Thank You to Our Social Workers!

The month of March marks Social Worker Appreciation Month, a time dedicated to acknowledging the important work of social workers. Social workers connect individuals with community resources – including resources at Food for Others. Many of the individuals we serve are introduced to the work at Food for Others by their social workers.  

One of the My Market food distribution programs, the Emergency Food Assistance Program, is a common space for social worker involvement at Food for Others. Part of the Emergency Food Assistance Program uses referrals to connect clients with food resources. These referrals are often sent by social workers. In addition to receiving emergency food, this program connects clients to Food for Others’ programs, giving them the opportunity to utilize additional food resources we provide. 

In recent years, Food for Others has built new partnerships to expand the resources we can connect our community to. These resources include Books are Food for Your Brain, an organization dedicated to increasing access to children’s books in Fairfax County, and Fairfax Diapers, a team focused on providing diapers to families in need. While these partnerships predate the My Market expansion, creating a choice pantry has bolstered the additional resources we can provide. My Market offers more space to host organizations and programs, giving clients a central location to learn more about these resources. Since opening My Market in January 2023, Food for Others has hosted Coordinated Services Planning, Edu-Futuro, Inova Health System, the Women’s Center, and so many more. Spaces like My Market help support the work of social workers by providing a connection between our clients and other resources. 

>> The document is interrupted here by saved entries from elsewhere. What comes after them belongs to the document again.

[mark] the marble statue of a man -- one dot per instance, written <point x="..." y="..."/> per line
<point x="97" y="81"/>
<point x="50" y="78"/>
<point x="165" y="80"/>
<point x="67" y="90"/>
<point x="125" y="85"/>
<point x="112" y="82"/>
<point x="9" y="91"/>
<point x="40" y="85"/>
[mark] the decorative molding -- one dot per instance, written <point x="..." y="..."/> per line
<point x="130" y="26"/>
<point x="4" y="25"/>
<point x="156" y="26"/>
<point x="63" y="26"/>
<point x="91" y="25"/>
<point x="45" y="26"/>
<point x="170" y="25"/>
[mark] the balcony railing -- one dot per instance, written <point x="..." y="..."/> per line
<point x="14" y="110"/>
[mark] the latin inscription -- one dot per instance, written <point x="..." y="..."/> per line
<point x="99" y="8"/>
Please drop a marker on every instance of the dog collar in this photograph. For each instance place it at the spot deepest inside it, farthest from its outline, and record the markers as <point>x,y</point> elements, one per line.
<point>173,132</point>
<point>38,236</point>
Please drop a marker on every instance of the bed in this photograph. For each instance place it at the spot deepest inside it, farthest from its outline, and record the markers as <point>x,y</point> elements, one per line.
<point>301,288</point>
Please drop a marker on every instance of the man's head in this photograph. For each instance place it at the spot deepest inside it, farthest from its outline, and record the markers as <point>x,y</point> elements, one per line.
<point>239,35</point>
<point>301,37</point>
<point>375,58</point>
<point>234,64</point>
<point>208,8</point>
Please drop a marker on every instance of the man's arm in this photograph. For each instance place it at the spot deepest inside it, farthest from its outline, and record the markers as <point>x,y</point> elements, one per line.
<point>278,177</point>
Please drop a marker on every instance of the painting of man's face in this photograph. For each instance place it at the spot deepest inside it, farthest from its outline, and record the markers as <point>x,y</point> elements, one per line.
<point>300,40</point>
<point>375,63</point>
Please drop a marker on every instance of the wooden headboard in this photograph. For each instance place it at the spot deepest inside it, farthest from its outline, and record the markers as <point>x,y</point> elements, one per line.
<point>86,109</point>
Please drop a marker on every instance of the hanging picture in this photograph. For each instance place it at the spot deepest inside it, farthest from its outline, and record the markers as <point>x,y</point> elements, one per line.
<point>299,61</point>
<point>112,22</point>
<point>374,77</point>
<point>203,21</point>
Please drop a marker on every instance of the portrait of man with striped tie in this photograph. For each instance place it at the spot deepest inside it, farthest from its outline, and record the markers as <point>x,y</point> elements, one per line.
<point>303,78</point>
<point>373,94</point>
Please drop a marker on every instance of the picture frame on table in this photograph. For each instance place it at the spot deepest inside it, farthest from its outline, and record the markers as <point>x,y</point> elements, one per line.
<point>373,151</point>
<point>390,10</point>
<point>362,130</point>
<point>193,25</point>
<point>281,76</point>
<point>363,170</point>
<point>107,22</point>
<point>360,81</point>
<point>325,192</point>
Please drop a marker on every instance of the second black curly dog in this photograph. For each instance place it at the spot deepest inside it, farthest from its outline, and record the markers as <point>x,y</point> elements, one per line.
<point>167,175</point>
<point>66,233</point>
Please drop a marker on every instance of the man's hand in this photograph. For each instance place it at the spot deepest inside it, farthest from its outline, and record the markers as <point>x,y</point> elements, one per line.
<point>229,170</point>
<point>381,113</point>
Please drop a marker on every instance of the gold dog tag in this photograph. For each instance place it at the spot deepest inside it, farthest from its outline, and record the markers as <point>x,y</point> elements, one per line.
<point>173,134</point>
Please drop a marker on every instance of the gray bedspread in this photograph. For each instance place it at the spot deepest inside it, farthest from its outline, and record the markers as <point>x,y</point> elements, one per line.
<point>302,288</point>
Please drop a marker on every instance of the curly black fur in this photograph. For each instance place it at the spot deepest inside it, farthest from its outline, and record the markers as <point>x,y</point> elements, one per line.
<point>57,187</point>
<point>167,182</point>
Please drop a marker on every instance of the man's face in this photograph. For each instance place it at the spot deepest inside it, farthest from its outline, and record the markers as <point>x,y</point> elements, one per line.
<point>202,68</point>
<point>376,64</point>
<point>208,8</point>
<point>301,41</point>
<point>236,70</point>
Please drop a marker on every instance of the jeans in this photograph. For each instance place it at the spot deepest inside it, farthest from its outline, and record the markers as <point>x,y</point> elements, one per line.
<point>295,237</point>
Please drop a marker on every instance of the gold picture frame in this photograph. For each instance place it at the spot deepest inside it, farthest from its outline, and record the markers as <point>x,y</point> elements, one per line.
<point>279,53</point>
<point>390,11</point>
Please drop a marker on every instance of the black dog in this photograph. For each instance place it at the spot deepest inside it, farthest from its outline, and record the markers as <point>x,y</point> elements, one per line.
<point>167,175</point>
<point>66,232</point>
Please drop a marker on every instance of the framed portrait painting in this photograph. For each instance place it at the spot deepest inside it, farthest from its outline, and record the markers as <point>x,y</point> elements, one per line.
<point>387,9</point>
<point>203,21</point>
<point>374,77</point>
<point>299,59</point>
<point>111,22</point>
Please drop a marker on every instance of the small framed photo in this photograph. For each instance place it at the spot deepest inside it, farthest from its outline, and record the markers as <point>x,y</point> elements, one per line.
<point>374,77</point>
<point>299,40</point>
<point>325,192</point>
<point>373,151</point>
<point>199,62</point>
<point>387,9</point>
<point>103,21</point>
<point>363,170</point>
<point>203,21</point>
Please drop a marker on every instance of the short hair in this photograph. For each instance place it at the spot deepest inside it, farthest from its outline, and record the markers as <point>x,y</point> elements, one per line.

Dedicating time and space to connecting clients with much needed community resources is a crucial piece of the work social workers accomplish and a goal at Food for Others. Food insecurity is rarely isolated; individuals we serve could also be struggling with housing, childcare, transportation, job security, etc.  

The work of social workers is challenging. Food insecurity is only one hurdle social workers help people overcome. As resource and program availability changes, social workers continue to evolve to meet the community’s ever-changing needs.